Sug, who was married to a Hanover doctor, Todd DeVan, is the mother of Larry DeVan. Larry has been an activist in our business, with numerous important contributions.

And finally, Patricia is the mother of the leading figure in American harness racing today, Russell Williams. Russell is both the sole proprietor of the Hanover Shoe Farms and the president of our registry, the United States Trotting Association (USTA).

If you’re still with me, and I probably should have provided a map, Cassin Hanover was owned by Mr. and Mrs. Lawrence Sheppard, and they were honoring their daughter Sug Devan, when they named those two fillies after her.

Which, after a long detour over old roads, brings us back to Guilty Of Love, the dam of Love You. In the third generation of his Tail-Male, or top sire line, is Quick Song, a strictly American-bred horse by Victory Song. And the horse he sired, who is Guilty Of Love’s grandsire, Sharif Di Iesolo, was one of the greatest Italian racehorses of all time, and then one of their greatest sires.

Meanwhile, the plot thickens even more when you see that Amour D’aunou, the dam of Guilty Of Love, is by Speedy Somolli.
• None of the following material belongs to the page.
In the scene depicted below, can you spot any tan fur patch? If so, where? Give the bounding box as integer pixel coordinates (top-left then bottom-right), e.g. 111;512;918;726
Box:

Here, this kid takes a little credit, because I syndicated Speedy Somolli before he won the Hambletonian, and was proud to stand him throughout his career as a sire. Didn’t do too bad, either, in that department, with three Hambletonian winners.

Many years ago, Jim Harrison predicted that the results of melding American and French trotting blood would be synergistic. As usual, Jim was right, and Love You is the living proof.

It happens that this kid has a personal connection to Love You. The horse was bred and is still owned by Jean Pierre Du Bois, J. P. to his friends. Jean Pierre and I have been good friends ever since we met when he brought Coktail Jet to race at The Meadowlands in the mid-‘80s. J. P. is the leading figure in French harness racing, and I mean every phase of it, by at least an hour and a half.

A few years ago, my wife, Meg Jewett, and I spent a week in Paris, where we had gone to experience the Prix D’Amerique in person. I should add that Meg is fluent in French, and I am not. This despite having taken two years in French at Andover, where it is taught by the direct method, meaning only French is spoken from the time you say, “Bonjour, M. Forbush,” to the moment you say, “Adieu, Monsieur.”

While we were in France, we spent a delightful day with Jean Pierre. It started with croissants at a little café where a talking parrot, who was not caged, kept urging us to eat with, “Mangey, Monsieur. Mangey, Madame.”

J.P. spent the day showing us all his many properties and telling great stories that went with them. As the day was coming to an end, we drove into still another farm, and by then it was raining fairly hard.

We came to a large paddock in which there was one horse. He was standing in the rain, nibbling at a round bale of hay that was just barely covered by a little open sided shed. I asked J. P. who the horse was, and he answered proudly, “Coktail Jet!”

And then, as we continued to watch one of the greatest French horses who ever lived chomping away in the rain at the round bale, Jean Pierre said, with a big grin, “Self-serve!”